Ces deux saisies conservatoires ont été pratiquées par acte de la SCP NEKADI et PEYRACHE, huissiers de justice, des 6 décembre 1995 et 7 mai 1996, dénoncés à la société SANPAN, respectivement les 12 décembre 1995 et 10 mai 1996.

La société SANPAN a assigné le 18 juillet 1996 la société ALEXANDRA devant le juge des référés du Tribunal de Commerce de MONTPELLIER en vue d'obtenir la main levée de ces saisies ; par ordonnance du 19 septembre 1996, elle a été déboutée de sa demande.

Ayant régulièrement relevé appel de cette décision, la société SANPAN expose en substance que :

- en l'état des stipulations du bail commercial, la société ALEXANDRA ne peut se prévaloir à son encontre d'une créance fondée en son principe,

- les saisies conservatoires ont été autorisées et pratiquées pour des sommes supérieurs à celles qui sont réclamées par la société ALEXANDRA dans son assignation du 12 décembre 1995,

- la saisie du 7 mai 1996 n'a pas été suivie, dans le délai d'un mois, d'une procédure au fond, en violation de l'Article 215 du Décret du 31 juillet 1992.

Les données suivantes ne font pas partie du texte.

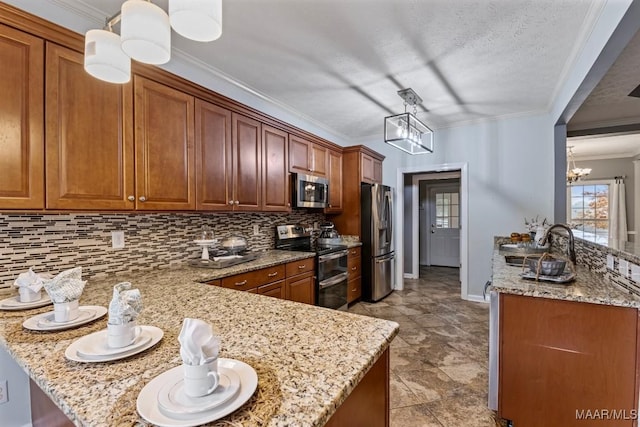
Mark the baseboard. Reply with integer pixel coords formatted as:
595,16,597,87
403,273,418,279
465,294,489,304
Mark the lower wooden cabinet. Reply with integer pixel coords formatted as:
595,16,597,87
347,246,362,304
347,277,362,303
286,272,315,305
258,280,285,299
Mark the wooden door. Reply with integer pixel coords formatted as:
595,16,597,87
262,125,290,212
326,150,343,213
0,24,44,209
289,135,311,173
195,99,233,211
232,113,261,211
286,272,315,305
310,144,327,176
134,76,195,210
45,43,134,210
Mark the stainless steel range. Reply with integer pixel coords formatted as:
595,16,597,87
276,224,348,311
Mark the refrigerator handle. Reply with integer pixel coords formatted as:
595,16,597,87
386,190,393,245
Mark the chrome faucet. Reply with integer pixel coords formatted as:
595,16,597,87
540,224,576,265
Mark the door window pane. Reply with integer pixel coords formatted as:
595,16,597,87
434,191,459,230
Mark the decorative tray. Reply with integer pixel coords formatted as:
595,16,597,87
520,270,576,284
189,253,259,269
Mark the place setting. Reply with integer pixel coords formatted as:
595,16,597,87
22,267,107,331
65,282,163,363
137,318,258,426
0,268,53,311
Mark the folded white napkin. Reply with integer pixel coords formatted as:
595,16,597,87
43,267,86,303
108,282,143,325
178,318,220,365
13,268,50,293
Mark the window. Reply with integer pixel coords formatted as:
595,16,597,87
435,191,459,229
567,181,611,244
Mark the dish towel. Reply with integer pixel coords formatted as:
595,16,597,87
43,267,86,303
13,268,50,293
178,318,220,365
108,282,143,325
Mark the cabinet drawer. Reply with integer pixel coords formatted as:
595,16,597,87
258,280,285,299
286,258,315,277
347,276,361,303
347,247,361,258
205,279,221,286
348,255,361,278
221,265,285,291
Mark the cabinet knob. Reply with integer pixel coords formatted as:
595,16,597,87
234,200,239,205
287,202,291,207
127,195,135,202
351,266,357,271
228,200,234,205
139,196,146,202
328,204,332,208
298,264,306,269
267,272,278,277
234,280,248,286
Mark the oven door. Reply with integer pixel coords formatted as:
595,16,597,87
293,173,328,208
318,272,348,311
317,249,348,281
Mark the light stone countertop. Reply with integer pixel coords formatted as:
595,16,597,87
0,250,399,427
491,248,640,308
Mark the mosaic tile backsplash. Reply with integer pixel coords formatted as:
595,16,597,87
0,211,326,288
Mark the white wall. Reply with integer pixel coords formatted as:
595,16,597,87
0,346,31,427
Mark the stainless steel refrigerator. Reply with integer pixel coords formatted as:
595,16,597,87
361,183,395,302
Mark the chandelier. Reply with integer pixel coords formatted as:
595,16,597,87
84,0,222,84
566,146,592,184
384,88,433,155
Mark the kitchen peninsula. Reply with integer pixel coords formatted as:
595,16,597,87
0,251,398,426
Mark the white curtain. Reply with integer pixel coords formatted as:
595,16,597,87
610,177,628,242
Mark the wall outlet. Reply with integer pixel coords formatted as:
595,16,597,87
313,222,318,230
0,379,7,404
253,224,260,236
111,231,125,249
619,259,630,278
631,263,640,282
606,254,615,270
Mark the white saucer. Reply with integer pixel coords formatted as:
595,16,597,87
23,306,107,331
158,366,241,416
75,329,153,359
137,358,258,427
0,294,52,311
65,326,163,363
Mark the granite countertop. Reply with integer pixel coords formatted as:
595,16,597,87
491,248,640,308
0,253,399,427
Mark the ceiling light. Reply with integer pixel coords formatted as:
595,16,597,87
566,146,592,184
169,0,223,42
384,88,433,155
84,29,131,84
121,0,171,65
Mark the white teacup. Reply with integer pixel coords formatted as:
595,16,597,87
18,287,42,303
107,321,141,348
183,359,219,397
53,300,79,323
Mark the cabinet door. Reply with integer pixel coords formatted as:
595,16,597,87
232,113,261,211
347,276,361,303
134,76,195,210
289,135,311,173
46,43,134,210
262,125,290,212
311,144,327,176
258,280,286,299
325,150,343,213
361,153,375,184
285,272,315,305
0,24,44,209
373,159,383,184
195,100,233,211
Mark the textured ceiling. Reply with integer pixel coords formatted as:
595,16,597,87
6,0,605,141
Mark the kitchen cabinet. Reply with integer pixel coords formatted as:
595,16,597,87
325,149,343,213
347,247,362,303
219,264,285,292
0,24,44,209
285,258,315,305
45,43,134,210
361,152,383,184
289,135,327,177
232,113,262,211
262,125,290,212
258,280,286,299
498,293,639,426
134,76,195,210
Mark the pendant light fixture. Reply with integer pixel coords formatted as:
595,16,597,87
169,0,223,42
566,146,592,184
384,88,433,155
84,0,223,83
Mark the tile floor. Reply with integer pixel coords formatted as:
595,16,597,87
349,266,500,427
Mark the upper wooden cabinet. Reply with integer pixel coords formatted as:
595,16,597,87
232,113,262,211
262,125,290,212
361,152,383,184
0,24,44,209
134,76,195,210
325,149,343,213
289,135,327,177
45,43,134,210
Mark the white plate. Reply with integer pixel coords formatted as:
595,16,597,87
158,366,241,416
23,306,107,331
137,358,258,427
0,294,52,311
65,326,164,363
75,329,153,359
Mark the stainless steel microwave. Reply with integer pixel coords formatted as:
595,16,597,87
292,173,329,208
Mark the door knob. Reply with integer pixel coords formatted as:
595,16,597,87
127,196,135,202
139,196,146,202
431,223,436,233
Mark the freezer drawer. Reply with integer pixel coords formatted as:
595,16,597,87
371,252,394,302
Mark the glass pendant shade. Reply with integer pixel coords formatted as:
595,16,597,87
84,29,131,84
169,0,222,42
120,0,171,65
384,112,433,155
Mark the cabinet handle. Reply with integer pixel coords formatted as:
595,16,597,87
234,200,239,205
287,202,291,207
139,196,146,202
328,204,332,208
350,250,356,254
351,266,357,270
228,200,234,205
234,280,248,286
352,288,357,292
267,272,278,277
127,195,135,202
298,264,306,269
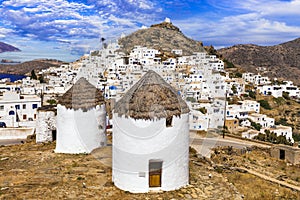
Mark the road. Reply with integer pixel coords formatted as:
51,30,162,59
190,133,271,158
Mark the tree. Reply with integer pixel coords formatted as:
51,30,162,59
254,133,266,141
254,129,292,145
31,69,37,80
293,133,300,142
231,85,238,94
38,74,46,83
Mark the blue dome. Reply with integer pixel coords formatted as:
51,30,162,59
109,85,117,90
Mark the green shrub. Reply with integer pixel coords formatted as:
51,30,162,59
47,99,57,105
283,91,290,100
251,121,262,131
258,100,271,110
249,91,256,99
273,97,285,105
198,107,207,114
186,97,196,102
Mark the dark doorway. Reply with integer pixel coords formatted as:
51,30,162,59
279,149,285,160
52,130,57,141
166,116,172,127
149,160,162,187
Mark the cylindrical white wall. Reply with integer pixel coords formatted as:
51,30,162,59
112,113,189,193
55,104,106,154
36,110,56,143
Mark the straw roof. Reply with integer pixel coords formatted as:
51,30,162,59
114,70,189,120
58,77,105,112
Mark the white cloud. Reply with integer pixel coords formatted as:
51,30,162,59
0,27,15,38
174,11,300,47
208,0,300,17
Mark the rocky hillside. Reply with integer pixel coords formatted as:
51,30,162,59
118,21,205,56
0,59,64,75
217,38,300,85
0,42,20,53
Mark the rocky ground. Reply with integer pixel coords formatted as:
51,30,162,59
0,60,64,75
1,138,300,199
0,139,241,200
211,146,300,199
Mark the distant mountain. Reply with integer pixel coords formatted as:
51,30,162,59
118,21,205,56
0,59,65,75
217,38,300,85
0,42,21,53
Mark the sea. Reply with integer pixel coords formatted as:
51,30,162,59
0,48,82,82
0,73,27,82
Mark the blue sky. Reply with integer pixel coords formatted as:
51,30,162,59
0,0,300,62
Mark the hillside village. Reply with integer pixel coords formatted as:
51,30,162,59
1,19,300,199
0,29,299,145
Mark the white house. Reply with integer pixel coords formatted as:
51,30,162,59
257,85,283,98
262,125,294,143
239,100,260,113
248,113,275,128
258,81,300,98
55,78,107,154
0,91,41,127
189,109,209,131
112,70,190,193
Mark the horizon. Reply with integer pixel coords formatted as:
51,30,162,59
0,0,300,62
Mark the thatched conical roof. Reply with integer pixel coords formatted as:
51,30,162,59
58,77,105,112
114,70,189,120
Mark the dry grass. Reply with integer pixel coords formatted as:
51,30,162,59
226,172,300,200
0,141,238,200
212,147,300,199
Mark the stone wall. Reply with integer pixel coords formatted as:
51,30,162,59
36,110,56,143
0,127,34,139
270,145,300,165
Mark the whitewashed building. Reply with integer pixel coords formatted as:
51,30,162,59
55,78,107,154
258,81,300,98
262,125,294,143
248,113,275,128
112,70,190,193
0,91,41,127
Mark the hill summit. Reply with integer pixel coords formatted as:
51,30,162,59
118,20,205,55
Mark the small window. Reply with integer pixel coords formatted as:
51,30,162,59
166,116,173,127
32,104,38,109
23,104,26,109
0,105,4,111
15,105,20,110
9,110,15,115
34,114,37,119
23,115,27,120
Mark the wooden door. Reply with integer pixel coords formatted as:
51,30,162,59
149,161,162,187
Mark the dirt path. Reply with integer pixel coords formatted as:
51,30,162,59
238,167,300,192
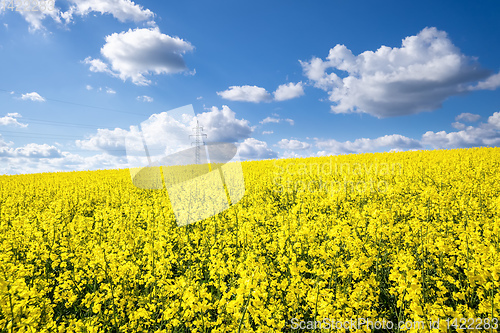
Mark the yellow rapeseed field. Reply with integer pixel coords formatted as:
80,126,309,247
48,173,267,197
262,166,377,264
1,147,499,332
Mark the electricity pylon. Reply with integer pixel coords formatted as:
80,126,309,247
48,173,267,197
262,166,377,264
190,120,207,165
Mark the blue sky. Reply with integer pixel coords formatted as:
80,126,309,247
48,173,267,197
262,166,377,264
1,0,500,174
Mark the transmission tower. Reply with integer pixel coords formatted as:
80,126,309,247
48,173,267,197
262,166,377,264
190,120,207,165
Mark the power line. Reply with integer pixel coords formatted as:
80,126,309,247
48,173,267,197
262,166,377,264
0,88,151,117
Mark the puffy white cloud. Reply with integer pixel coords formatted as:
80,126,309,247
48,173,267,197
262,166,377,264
277,139,311,150
77,105,252,157
316,134,422,155
273,82,305,101
137,95,153,102
106,87,116,94
238,138,277,160
84,27,194,85
0,143,62,158
487,112,500,128
86,85,93,90
0,151,129,175
76,128,130,156
301,27,499,118
197,106,253,142
262,130,273,135
64,0,154,23
217,85,272,103
281,151,309,159
16,0,155,32
21,92,45,102
83,57,112,74
420,111,500,149
456,112,481,122
0,113,28,128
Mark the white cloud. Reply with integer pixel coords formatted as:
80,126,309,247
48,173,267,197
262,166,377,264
277,139,311,150
0,151,129,175
456,112,481,122
281,151,309,159
238,138,277,160
301,27,499,118
64,0,154,23
262,130,273,135
86,85,93,90
451,122,466,130
316,134,422,155
15,0,155,32
421,111,500,149
273,82,305,101
260,117,280,124
217,85,272,103
21,92,45,102
77,105,252,157
84,27,194,85
197,106,253,142
18,8,62,32
469,72,500,91
106,87,116,94
0,113,28,128
76,128,130,156
137,95,153,102
260,115,294,126
83,57,113,74
0,143,62,158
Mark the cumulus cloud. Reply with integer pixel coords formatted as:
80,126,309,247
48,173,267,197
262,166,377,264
86,85,93,90
301,27,500,118
137,95,153,102
456,112,481,122
76,128,130,156
238,138,277,160
0,143,62,158
217,85,272,103
84,27,194,85
0,113,28,128
83,58,112,74
63,0,154,24
313,111,500,155
262,130,274,135
316,134,422,155
15,0,155,32
197,106,253,142
21,92,45,102
422,111,500,149
0,151,129,175
277,139,311,150
77,105,252,157
273,82,305,101
106,87,116,94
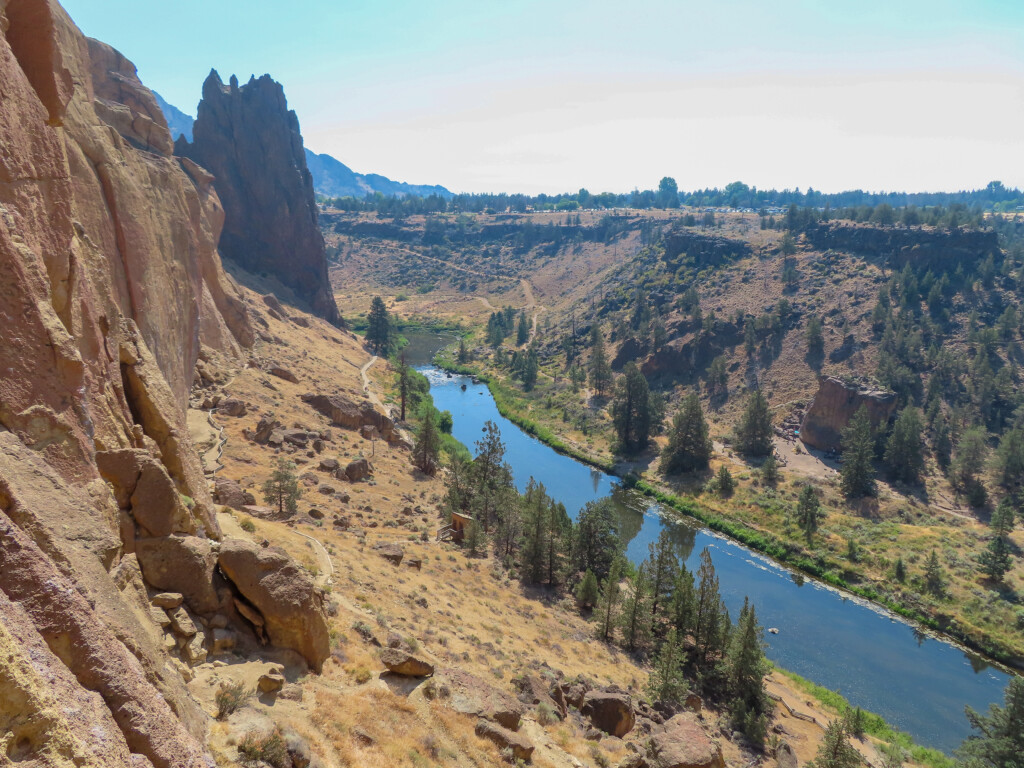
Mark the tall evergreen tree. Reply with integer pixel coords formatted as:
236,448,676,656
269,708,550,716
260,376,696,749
589,325,613,397
693,549,730,670
521,479,553,584
662,393,713,474
924,549,945,595
796,484,823,543
841,405,876,498
612,362,655,454
646,529,680,625
808,720,860,768
471,421,514,531
576,569,600,608
619,565,653,651
670,565,697,639
955,676,1024,768
884,407,924,484
725,598,771,746
573,498,620,581
261,458,301,515
979,535,1012,583
517,313,529,345
366,296,392,354
596,559,623,641
411,409,441,475
734,390,774,457
647,628,688,706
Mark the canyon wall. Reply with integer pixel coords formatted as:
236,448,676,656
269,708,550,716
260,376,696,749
176,71,342,325
0,2,326,765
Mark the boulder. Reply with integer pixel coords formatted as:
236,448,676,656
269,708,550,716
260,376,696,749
474,720,534,762
184,632,207,665
374,542,404,566
270,366,299,384
218,398,247,417
130,461,195,537
439,668,524,730
135,535,221,614
169,607,197,637
258,670,286,693
214,477,252,511
345,458,372,482
647,712,724,768
217,538,330,671
302,393,399,443
775,740,797,768
582,690,636,738
379,648,434,677
318,458,340,472
800,376,897,452
150,592,183,610
514,675,565,719
253,415,281,444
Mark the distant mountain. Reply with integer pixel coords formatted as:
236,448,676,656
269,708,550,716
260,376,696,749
152,91,194,143
154,93,450,200
304,149,452,200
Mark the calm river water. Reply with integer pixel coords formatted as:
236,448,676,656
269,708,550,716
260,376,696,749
415,355,1013,754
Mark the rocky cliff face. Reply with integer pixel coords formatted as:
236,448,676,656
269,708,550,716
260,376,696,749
0,2,325,764
800,376,897,452
803,222,999,270
176,71,342,325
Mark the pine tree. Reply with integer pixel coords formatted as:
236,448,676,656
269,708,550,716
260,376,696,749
366,296,392,354
979,534,1012,582
924,549,944,595
573,498,620,581
521,479,549,584
596,560,623,641
716,465,735,497
589,325,613,397
471,421,514,531
412,410,441,475
841,405,876,498
894,557,906,583
544,500,571,586
465,518,485,558
693,549,730,670
796,484,823,543
953,427,989,507
517,313,529,345
884,407,924,484
457,338,469,363
646,529,679,625
806,316,825,359
735,390,774,457
619,565,653,651
647,628,688,706
725,598,770,746
761,454,779,486
261,458,302,515
808,720,860,768
612,362,655,454
576,569,600,608
661,393,713,474
955,676,1024,768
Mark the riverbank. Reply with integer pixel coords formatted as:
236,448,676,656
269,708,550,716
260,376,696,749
432,354,1024,674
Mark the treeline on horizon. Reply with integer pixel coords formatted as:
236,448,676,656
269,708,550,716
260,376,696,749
321,178,1024,216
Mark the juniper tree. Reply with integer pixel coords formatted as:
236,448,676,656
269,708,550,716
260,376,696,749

Elle demande donc la rétractation des ordonnances d'autorisation et la main levée des saisies conservatoires pratiquées ; subsidiairement, elle sollicite le cantonnement de ces saisies à la somme de 360.000 F. et la consignation d'une telle somme ; enfin, elle réclame l'allocation de la somme de 10.000 F. sur le fondement de l'Article 700 du Nouveau Code de Procédure Civile.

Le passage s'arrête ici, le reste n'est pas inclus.